Trump en son katıldığı TV programlarından birinde sadece vurduğu ülkeleri birbirine karıştırmadı, konuşmasının büyük kısmını Suriye’deki durumdan ziyade ailesiyle akşam yemeğinde Çin Devlet Başkanı ile buluşmasında yedikleri çikolatalı pastaya ayırdı. Meraklılarının ibretle sosyal medyada izleyebilecekleri bu videoda Amerikan başkanının kullandığı dilin estetik hiçbir yönü yok. Trump, bölünmüş bir Amerika’da güçlü Pentagon’un kanatları altında saf bir jeopolitikten dem vuruyor: “Doğu Akdeniz rakiplere kaptırılamaz; çünkü Doğu Akdeniz hala ABD ulusal çıkarları için değerli, çünkü Ortadoğu hala ABD ulusal çıkarları için değerli.” Bu değeri, Trump yönetimi şimdilik sadece 59 Tomahawk karşılığı yaklaşık 60 milyon doları harcamakla göstermiyor.
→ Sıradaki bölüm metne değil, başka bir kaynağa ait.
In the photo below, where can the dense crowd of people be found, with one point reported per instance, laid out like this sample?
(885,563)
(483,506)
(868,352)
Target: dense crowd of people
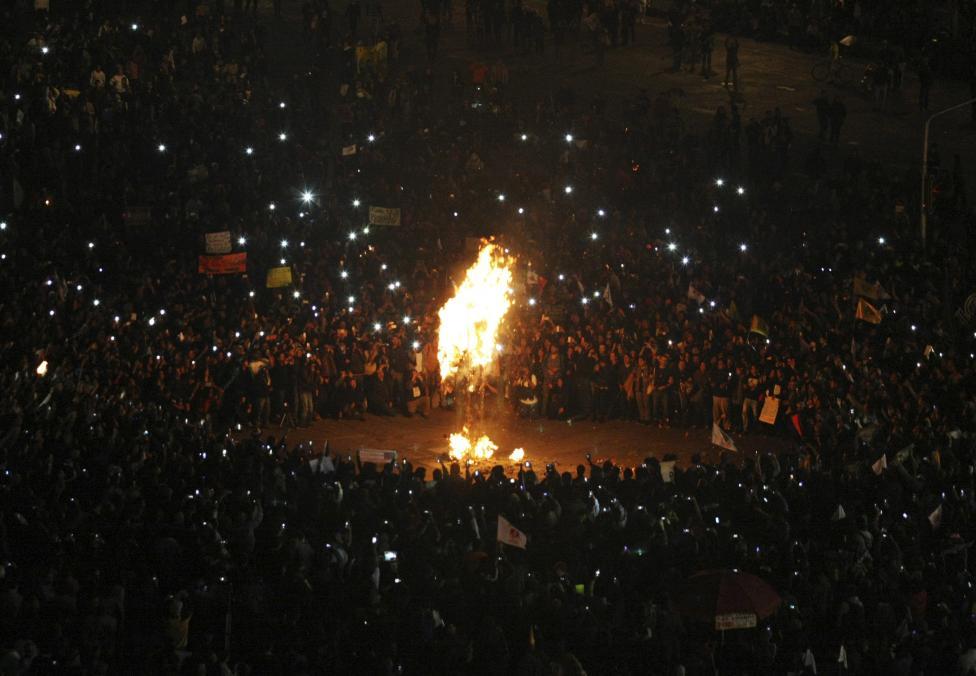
(154,517)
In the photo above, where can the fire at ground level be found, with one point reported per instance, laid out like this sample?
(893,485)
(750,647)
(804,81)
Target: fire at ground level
(424,440)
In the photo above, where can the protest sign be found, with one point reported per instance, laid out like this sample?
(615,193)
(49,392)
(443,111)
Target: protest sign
(384,216)
(376,456)
(227,264)
(278,277)
(218,242)
(735,621)
(770,411)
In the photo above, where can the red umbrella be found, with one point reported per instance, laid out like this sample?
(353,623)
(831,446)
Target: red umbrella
(729,598)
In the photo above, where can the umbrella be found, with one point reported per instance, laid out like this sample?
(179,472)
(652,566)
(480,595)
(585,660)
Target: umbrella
(729,598)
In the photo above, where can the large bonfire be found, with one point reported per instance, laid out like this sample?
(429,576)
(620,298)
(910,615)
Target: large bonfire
(467,340)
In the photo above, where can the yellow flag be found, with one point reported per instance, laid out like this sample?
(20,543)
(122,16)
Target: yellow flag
(867,312)
(278,277)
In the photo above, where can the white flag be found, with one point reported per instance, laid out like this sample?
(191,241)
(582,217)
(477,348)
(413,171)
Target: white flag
(880,465)
(935,518)
(720,438)
(509,534)
(839,514)
(809,661)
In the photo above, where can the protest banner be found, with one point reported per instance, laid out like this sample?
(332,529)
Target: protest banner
(735,621)
(509,534)
(376,456)
(227,264)
(218,242)
(384,216)
(278,277)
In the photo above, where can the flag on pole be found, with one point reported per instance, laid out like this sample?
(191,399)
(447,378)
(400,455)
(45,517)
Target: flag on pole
(721,438)
(935,518)
(880,465)
(509,534)
(867,312)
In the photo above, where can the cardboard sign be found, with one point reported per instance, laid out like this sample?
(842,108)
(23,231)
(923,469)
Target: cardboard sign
(278,277)
(384,216)
(770,411)
(376,456)
(228,264)
(735,621)
(218,242)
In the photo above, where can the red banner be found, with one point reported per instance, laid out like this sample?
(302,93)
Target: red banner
(228,264)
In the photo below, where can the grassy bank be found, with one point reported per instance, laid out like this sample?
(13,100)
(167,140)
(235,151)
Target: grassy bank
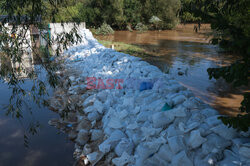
(130,49)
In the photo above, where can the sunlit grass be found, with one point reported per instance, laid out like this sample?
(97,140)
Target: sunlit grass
(130,49)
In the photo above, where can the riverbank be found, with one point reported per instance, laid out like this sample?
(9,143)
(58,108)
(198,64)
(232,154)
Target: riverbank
(188,53)
(163,125)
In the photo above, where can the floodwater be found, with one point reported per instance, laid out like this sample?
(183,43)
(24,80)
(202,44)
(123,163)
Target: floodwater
(187,55)
(48,146)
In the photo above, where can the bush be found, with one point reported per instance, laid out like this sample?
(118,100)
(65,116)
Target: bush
(141,27)
(105,29)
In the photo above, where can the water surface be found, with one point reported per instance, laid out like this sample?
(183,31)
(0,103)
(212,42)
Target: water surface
(187,55)
(48,146)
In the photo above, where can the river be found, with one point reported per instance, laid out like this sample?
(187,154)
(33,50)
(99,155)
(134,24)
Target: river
(187,55)
(48,146)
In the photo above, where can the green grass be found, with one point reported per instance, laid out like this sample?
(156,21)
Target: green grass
(130,49)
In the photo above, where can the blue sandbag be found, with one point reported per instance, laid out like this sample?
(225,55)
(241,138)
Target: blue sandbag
(166,107)
(146,86)
(69,125)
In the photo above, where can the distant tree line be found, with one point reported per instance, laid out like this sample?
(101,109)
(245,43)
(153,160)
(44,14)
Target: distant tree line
(120,13)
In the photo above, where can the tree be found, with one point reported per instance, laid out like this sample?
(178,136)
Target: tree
(232,26)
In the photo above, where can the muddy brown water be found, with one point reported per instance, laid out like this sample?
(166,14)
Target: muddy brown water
(182,51)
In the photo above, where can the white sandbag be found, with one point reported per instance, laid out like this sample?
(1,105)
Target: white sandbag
(155,160)
(245,150)
(96,135)
(177,112)
(94,115)
(230,159)
(173,130)
(115,123)
(213,121)
(179,99)
(214,142)
(191,126)
(165,153)
(143,116)
(112,141)
(102,96)
(208,112)
(123,160)
(125,145)
(98,106)
(181,159)
(82,137)
(225,132)
(176,144)
(89,100)
(195,140)
(150,131)
(161,119)
(193,103)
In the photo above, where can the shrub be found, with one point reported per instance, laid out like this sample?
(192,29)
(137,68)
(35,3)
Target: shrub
(105,29)
(141,27)
(155,21)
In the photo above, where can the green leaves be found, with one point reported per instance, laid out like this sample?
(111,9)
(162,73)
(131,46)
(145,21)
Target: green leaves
(232,22)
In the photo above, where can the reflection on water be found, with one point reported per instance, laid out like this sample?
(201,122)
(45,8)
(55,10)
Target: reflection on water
(48,146)
(188,55)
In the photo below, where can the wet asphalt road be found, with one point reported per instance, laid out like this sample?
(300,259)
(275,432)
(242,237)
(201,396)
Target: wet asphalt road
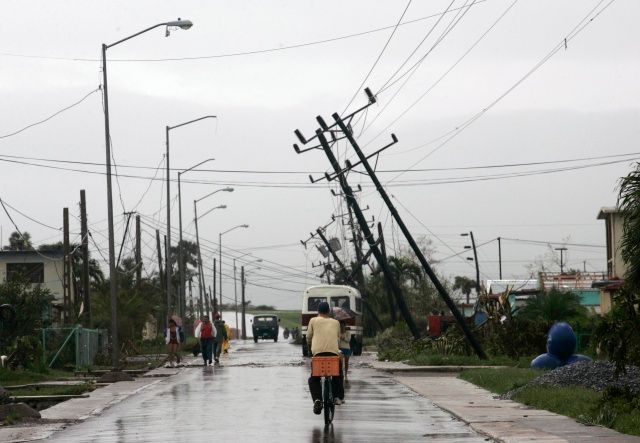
(259,393)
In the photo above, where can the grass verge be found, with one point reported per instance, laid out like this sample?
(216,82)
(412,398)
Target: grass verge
(23,376)
(288,319)
(499,381)
(585,405)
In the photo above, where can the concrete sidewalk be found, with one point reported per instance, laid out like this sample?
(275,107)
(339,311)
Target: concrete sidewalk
(65,413)
(503,420)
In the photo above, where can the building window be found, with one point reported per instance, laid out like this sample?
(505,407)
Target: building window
(26,272)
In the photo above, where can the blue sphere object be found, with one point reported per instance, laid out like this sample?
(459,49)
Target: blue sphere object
(545,361)
(577,358)
(561,341)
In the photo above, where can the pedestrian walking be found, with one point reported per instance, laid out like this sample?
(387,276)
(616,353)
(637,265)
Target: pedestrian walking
(172,340)
(345,346)
(221,336)
(226,344)
(206,332)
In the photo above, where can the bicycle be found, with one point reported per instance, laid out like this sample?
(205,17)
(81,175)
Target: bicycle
(327,368)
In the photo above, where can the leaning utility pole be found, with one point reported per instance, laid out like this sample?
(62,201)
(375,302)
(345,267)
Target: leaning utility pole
(405,231)
(138,252)
(349,277)
(160,273)
(84,233)
(215,300)
(341,129)
(244,305)
(475,258)
(373,245)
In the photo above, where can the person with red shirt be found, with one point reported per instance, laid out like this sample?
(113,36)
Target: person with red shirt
(206,333)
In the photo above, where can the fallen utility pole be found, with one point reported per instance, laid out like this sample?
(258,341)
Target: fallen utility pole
(364,226)
(66,273)
(392,305)
(414,246)
(244,304)
(350,278)
(138,252)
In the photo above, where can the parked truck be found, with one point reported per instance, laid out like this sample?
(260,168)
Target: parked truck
(338,296)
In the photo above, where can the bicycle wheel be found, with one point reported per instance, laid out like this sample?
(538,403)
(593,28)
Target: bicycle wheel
(329,407)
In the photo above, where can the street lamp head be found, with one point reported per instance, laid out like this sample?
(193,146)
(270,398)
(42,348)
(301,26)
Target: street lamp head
(182,24)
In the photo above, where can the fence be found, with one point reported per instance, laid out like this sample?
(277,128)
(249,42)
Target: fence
(73,345)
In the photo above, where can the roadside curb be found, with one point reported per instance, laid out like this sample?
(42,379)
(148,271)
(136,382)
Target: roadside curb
(58,417)
(436,369)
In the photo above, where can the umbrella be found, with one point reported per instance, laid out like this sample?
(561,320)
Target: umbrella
(342,313)
(177,319)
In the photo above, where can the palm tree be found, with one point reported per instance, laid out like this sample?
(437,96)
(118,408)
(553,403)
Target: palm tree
(552,306)
(465,285)
(629,204)
(19,242)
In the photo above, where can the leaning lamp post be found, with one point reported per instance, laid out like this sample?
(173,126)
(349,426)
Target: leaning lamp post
(182,24)
(168,176)
(220,258)
(181,264)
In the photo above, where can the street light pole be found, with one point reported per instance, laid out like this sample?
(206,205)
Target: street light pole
(200,270)
(235,291)
(243,281)
(227,189)
(181,263)
(183,24)
(220,265)
(169,268)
Son günlerde Afganistan’a düzenlenen, üstelik “bombaların anası”yla düzenlenen, konvansiyonel saldırı, Somali ve Irak’a sevk edilen ABD özel kuvvetlerine bağlı birimlerin haberleri bize ABD’nin Ortadoğu’ya askeri olarak döndüğünü gösteriyor.
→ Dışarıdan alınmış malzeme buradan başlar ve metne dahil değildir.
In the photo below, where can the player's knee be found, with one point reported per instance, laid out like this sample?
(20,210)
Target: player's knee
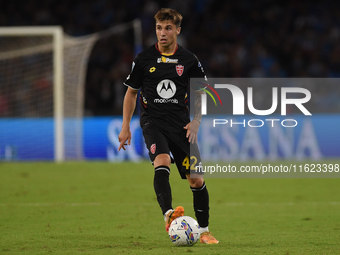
(162,160)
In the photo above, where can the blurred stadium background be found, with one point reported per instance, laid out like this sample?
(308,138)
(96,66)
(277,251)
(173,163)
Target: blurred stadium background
(231,38)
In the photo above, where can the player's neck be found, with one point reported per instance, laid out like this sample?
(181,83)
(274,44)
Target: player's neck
(167,50)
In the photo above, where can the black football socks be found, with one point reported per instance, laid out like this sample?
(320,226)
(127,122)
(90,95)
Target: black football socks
(201,205)
(162,188)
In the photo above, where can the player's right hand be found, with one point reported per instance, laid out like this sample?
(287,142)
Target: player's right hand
(124,138)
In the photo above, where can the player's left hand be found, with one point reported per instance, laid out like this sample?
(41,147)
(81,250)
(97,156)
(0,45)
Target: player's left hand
(192,130)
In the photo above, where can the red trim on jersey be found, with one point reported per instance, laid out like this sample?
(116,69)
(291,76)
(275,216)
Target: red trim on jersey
(156,45)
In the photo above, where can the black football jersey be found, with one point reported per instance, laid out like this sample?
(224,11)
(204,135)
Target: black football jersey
(164,83)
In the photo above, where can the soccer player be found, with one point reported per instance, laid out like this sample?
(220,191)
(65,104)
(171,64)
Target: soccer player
(162,73)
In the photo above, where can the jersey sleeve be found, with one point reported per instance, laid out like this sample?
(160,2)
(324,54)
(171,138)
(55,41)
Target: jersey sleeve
(197,72)
(135,78)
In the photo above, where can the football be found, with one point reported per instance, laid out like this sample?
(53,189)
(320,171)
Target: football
(184,231)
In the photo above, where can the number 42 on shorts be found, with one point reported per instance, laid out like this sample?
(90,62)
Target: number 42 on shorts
(190,163)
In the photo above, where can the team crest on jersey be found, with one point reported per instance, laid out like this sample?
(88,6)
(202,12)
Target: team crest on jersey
(167,60)
(153,148)
(179,69)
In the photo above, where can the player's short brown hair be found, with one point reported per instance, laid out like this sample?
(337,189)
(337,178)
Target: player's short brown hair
(169,14)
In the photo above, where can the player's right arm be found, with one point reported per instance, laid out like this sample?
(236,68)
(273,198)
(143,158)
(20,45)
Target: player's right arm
(129,106)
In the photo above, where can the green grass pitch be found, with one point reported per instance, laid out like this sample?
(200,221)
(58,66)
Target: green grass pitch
(110,208)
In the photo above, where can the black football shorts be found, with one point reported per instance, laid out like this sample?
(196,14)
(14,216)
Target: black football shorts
(185,155)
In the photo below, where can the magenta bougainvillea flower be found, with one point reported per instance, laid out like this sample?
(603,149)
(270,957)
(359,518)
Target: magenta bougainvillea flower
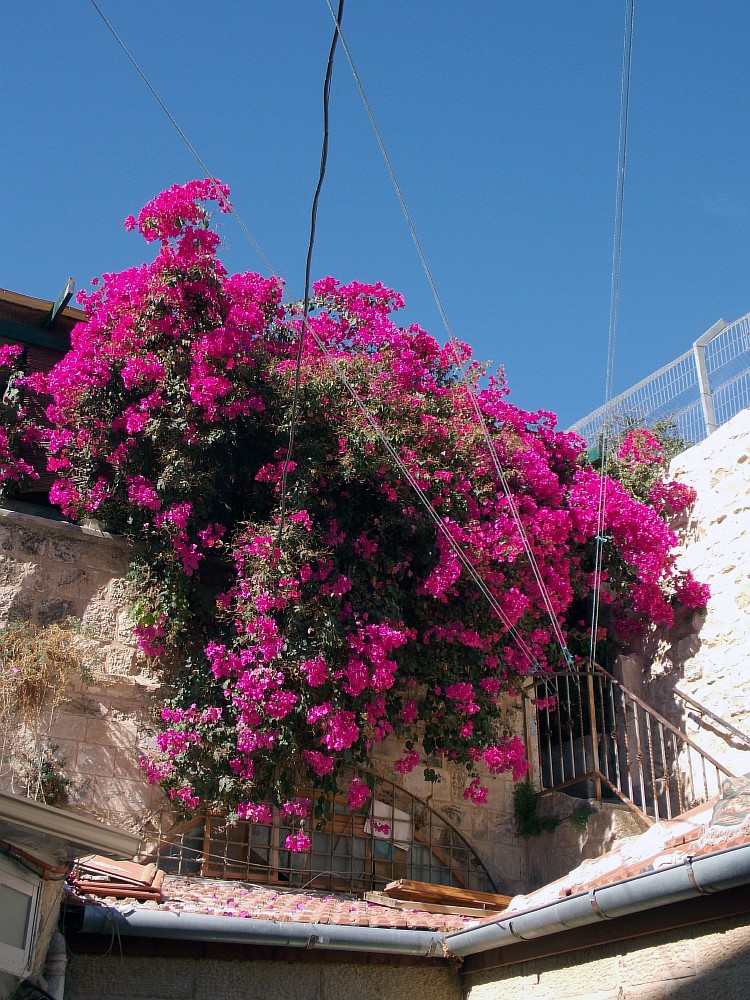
(301,646)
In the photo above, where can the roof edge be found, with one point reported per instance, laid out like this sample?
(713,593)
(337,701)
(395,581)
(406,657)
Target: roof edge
(250,930)
(695,876)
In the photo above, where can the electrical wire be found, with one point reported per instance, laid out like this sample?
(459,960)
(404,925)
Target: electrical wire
(543,592)
(614,303)
(463,558)
(206,172)
(308,267)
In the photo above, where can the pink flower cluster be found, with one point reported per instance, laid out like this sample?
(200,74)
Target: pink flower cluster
(309,639)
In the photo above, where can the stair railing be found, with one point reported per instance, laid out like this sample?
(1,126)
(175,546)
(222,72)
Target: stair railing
(596,737)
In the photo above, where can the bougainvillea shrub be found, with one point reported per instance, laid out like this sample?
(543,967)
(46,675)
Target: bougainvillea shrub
(295,647)
(19,434)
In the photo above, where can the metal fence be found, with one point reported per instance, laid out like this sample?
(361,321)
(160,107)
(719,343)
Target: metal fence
(699,391)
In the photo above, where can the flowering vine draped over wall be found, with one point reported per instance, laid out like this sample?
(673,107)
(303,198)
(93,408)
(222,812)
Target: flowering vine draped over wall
(293,653)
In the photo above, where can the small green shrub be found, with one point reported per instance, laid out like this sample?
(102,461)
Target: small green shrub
(580,816)
(44,777)
(526,811)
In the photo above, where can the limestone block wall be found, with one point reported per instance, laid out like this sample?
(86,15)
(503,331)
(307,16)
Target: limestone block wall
(692,963)
(114,977)
(488,828)
(709,658)
(52,572)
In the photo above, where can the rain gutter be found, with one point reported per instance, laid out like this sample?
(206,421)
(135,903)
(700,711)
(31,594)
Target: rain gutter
(695,876)
(248,930)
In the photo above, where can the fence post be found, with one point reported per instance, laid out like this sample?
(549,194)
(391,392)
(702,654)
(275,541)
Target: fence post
(594,732)
(704,386)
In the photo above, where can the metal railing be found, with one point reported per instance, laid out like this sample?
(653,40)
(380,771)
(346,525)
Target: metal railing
(398,836)
(601,740)
(699,391)
(704,718)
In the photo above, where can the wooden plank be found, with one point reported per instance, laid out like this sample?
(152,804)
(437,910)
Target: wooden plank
(428,892)
(409,904)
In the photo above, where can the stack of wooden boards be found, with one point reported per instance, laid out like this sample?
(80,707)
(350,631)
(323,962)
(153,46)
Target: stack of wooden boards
(405,894)
(99,876)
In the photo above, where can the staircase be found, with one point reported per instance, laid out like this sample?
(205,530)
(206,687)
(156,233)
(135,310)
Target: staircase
(597,739)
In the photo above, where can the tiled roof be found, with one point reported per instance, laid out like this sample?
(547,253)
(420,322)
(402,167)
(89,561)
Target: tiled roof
(220,897)
(719,824)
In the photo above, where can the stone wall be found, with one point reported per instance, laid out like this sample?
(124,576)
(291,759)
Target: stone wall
(52,572)
(691,963)
(488,828)
(114,977)
(707,656)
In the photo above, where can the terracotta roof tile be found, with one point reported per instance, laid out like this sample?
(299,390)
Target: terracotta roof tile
(719,824)
(220,897)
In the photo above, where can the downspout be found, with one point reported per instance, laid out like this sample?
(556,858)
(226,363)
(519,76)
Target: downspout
(692,877)
(57,963)
(248,930)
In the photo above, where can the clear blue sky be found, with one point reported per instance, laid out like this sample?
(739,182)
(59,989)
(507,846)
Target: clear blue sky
(501,120)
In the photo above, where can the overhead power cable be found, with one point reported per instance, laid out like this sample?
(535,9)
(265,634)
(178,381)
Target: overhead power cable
(308,266)
(372,421)
(194,152)
(474,402)
(614,304)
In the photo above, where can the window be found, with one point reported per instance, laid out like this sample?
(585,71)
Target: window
(396,836)
(19,901)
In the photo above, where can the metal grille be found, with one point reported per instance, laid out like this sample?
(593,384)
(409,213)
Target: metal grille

Bu geri dönüşün en önemli sebebi Rusya Federasyonu’nun Obama döneminde, yani ABD’nin jeopolitik körlük yaşadığı dönemde, elde ettiği kazanımlardan sonra Moskova’yı dengeleme ve sınırlama isteği. Trump, Rusya/Putin sempatisini dillendirerek iktidara geldi ama jeopolitik hesaplamalara dayalı Amerikan caydırıcılığını güçlendireceğini de gösterdi. Bu nedenle Trump’tan bir Reagan çıkmasını uman yeni bir realist cenah, Amerikan yazılı ve görsel medyasında görünürlük kazandı. Tabi Reaganist bir Trump’ın Türkiye’ye, bu ülkedeki istikrara ve istikrarsızlığa baktığında ne gördüğünü tahmin etmek zor değil. Gördüğü, Doğu Akdeniz’deki güçler dengesi. Bu jeopolitik gözü açıklığın/açık gözlülüğün Türkiye açısından getirdiği riskler ve fırsatlar var.
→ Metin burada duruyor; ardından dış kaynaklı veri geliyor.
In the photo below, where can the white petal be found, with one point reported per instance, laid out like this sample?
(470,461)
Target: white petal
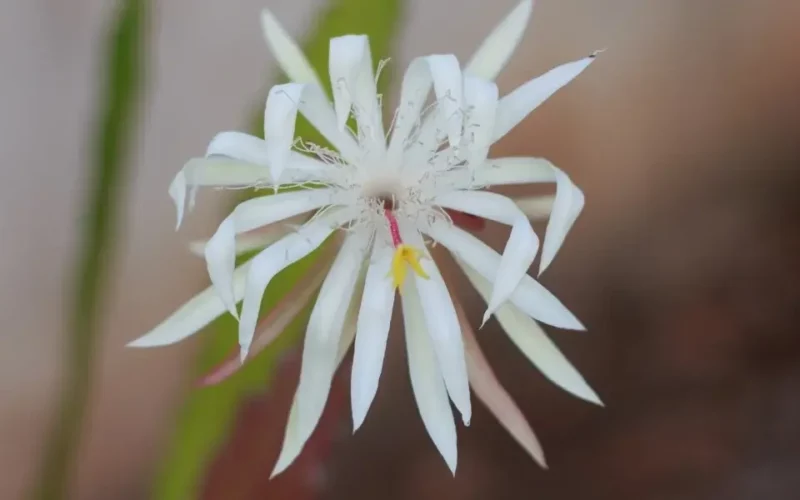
(272,260)
(280,116)
(293,442)
(220,251)
(426,379)
(514,170)
(535,345)
(480,99)
(254,240)
(353,84)
(521,246)
(275,322)
(283,104)
(568,203)
(217,172)
(530,296)
(286,51)
(566,208)
(536,207)
(514,107)
(374,318)
(198,312)
(324,330)
(496,49)
(254,150)
(489,390)
(441,322)
(444,72)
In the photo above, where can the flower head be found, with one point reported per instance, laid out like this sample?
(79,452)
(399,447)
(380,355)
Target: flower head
(377,202)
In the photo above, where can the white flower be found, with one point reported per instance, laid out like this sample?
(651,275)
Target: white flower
(388,197)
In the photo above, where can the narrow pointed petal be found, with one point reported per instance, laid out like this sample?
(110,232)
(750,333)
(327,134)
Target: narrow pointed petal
(272,260)
(442,325)
(374,318)
(324,330)
(480,100)
(489,390)
(353,84)
(522,244)
(529,296)
(569,200)
(255,150)
(232,173)
(280,117)
(286,51)
(444,73)
(514,107)
(220,251)
(426,379)
(256,239)
(536,207)
(514,170)
(496,49)
(283,104)
(198,312)
(278,319)
(177,191)
(293,442)
(534,344)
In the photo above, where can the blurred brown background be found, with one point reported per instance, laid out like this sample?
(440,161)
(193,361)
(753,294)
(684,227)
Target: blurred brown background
(684,265)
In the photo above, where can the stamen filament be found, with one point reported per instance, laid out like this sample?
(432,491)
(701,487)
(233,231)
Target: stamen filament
(404,255)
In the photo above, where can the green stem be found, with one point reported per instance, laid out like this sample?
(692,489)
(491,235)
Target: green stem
(124,69)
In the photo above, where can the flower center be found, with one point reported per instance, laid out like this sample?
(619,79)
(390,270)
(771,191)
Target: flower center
(405,256)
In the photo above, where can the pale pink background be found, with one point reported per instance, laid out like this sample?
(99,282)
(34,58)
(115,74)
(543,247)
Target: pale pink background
(207,66)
Temel risk, Rakka operasyon planları çerçevesinde ortaya atılan Pentagon planlarında görüldü. ABD Irak-Suriye-Doğu Akdeniz güç mücadelesinde PYD/YPG/PKK’nın işe yarayacağını düşünüyor. Türkiye’nin -özellikle de Avrupa jeopolitik körlüğünün terörizmi öven noktaya geldiği günlerde- son derece rahatsız olduğu bir risk bu. Ancak bu planın masadaki yegane plan olduğunu düşünmemizi zorlaştıran gelişmeler de oluyor. Kimi ABD politika planlayıcıları gücü kendiyle sınırlı, gelecekte bölgede Arap-Kürt bölünmesini tetikleyecek PYD kartı ile nereye kadar yol alınabileceğini soruyorlar. Çünkü; düzeni kurma konusunda 59 Tomahawk ile 60 milyon dolar harcamak her zaman aynı heyecanı yaratmayabilir. Bu nedenle ABD, Rusya’ya kaptırdığı müttefiklerini, Ortadoğu’da Obama yönetiminden memnuniyetsizlik duyanları, yani Körfez ülkelerini, İsrail’i, Ürdün’ü ve Türkiye’yi kendi Doğu Akdeniz politikasında tekrar birleştirmeye çalışıyor. Bu ülkelerin parası, insan kaynağı ve askeri gücü Ortadoğu’da Rusya’yı sınırlandırabilecek, ama çok da provoke etmeyecek bir düzen oluşturmada işe yarayabilir. Nitekim Trump, Avrupalı bazı entelektüellerce eleştirilen bir hızla, seçim sonuçları üzerine Türkiye Cumhurbaşkanını arayarak, ABD ve Türkiye’nin beraber yapacak çok şeyi olduğunu duyurdu. Gerçekten de jeopolitik hatta iki ülkenin yapabileceği çok şey var. Tek fark şu; ABD, küresel güç olmanın rahatlığıyla alana baktığında soğuk jeopolitik hesaplamaları görüyor, oysa Türkiye’den bakanlar için Türkiye’nin ve bölgenin istikrarı demek. Bu nedenle Türkiye için jeopolitik akılcılık, saf-soğuk jeopolitik hesapların ötesinde politik sağduyuya sahip olmak anlamına geliyor. Bu sağduyunun parçası olarak Batılı ve Batılı olmayan ama bölge politikasında etkili tüm aktörlerle ilişkileri çeşitlendirmek bir zorunluluk. Halkoylamasından önce de zorunluluktu, sonra da bir zorunluluk. Cumhurbaşkanımızın yakın gelecekte gerçekleştireceği Trump ve Putin görüşmeleri de bu çerçevede anlam ve önem kazanıyor. O gün yeni bir değerlendirme yaparsak jeopolitik körler havanda su döverken, gözü jeopolitik gerçekliklere açık aktörlerin Ortadoğu’da ne kazandığını daha net söyleriz.